While each speaker carefully avoided overt criticism or expressions of disappointment with the president and his administration, they called for swifter changes.
“We must continue to challenge ourselves and the Obama administration to aggressively move forward, to dig in, to dig deeper,” said Jane Ramsey of the Jewish Council on Urban Affairs, who said that the rally was about celebrating the change marked by Obama’s election.
But it’s that change, Salgado said, that needs to be “a vehicle that moves quickly.”
Salgado was joined on stage by leaders of several of the 38 organizations supporting the rally. In a dramatic bit of staging, they and others signed an oversized letter to the president urging action on seven bulleted issues, including immigration reform, workers’ right to organize, unemployment wages, LGBT community rights, financial reform and global warming.
As if that list weren’t long enough, it was capped off with one more issue for the presidential plate: “creating a more peaceful world.”
These issues, said Maria Pesqueira, board member of Illinois Coalition for Immigrant and Refugee Rights and head of Mujeres Latinas en Acción (Latin Women in Action), were the issues that brought together the groups that helped elect Obama. And it’s those issues that need to be woven together to make a strong America, she said.
Pesqueira said that the rally was about reminding Obama and his administration to have courage.
“We are here to encourage that courage,” she said.
On the issue of immigration reform, she said, there’s no reform right now. “There’s only enforcement,” she said.
Ultimately, she said she wants to see reform that considers the needs of families.
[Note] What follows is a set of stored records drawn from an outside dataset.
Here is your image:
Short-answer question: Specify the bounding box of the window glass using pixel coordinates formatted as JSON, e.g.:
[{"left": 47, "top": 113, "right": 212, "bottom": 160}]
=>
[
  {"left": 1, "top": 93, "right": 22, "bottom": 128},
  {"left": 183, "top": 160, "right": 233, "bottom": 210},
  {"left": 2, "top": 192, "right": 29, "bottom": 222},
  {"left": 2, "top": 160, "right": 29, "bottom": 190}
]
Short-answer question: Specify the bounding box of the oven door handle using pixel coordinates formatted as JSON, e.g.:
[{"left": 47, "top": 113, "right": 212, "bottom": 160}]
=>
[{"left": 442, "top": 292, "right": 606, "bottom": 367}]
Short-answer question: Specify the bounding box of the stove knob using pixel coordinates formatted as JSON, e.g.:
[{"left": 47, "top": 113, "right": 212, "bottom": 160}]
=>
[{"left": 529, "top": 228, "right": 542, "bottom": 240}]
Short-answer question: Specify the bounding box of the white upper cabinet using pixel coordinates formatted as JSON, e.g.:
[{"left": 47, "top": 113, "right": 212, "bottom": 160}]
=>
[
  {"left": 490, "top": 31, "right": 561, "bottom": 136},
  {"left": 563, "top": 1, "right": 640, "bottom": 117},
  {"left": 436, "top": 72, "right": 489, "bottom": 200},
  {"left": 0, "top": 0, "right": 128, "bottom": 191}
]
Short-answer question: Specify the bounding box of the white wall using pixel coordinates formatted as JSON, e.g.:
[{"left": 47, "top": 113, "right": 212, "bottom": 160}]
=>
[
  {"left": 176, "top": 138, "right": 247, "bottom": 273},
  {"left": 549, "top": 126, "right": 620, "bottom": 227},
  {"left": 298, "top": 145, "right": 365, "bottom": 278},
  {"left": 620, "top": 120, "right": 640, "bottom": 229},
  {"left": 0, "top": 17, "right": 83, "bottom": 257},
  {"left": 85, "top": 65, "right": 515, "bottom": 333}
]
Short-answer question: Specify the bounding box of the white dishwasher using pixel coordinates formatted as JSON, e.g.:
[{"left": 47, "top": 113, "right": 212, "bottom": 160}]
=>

“Raids and enforcement are not a solution,” she said.
And four years from now?
“At that point we’d be looking at strengthening our nation as opposed to stabilizing it,” she said. “At this point so much is about stability.”
The Rev. Jesse L. Jackson, who received three standing ovations at the rally, spoke of the “joy of the moment” and the “joy of the journey,” and reminded the crowd to keep fighting.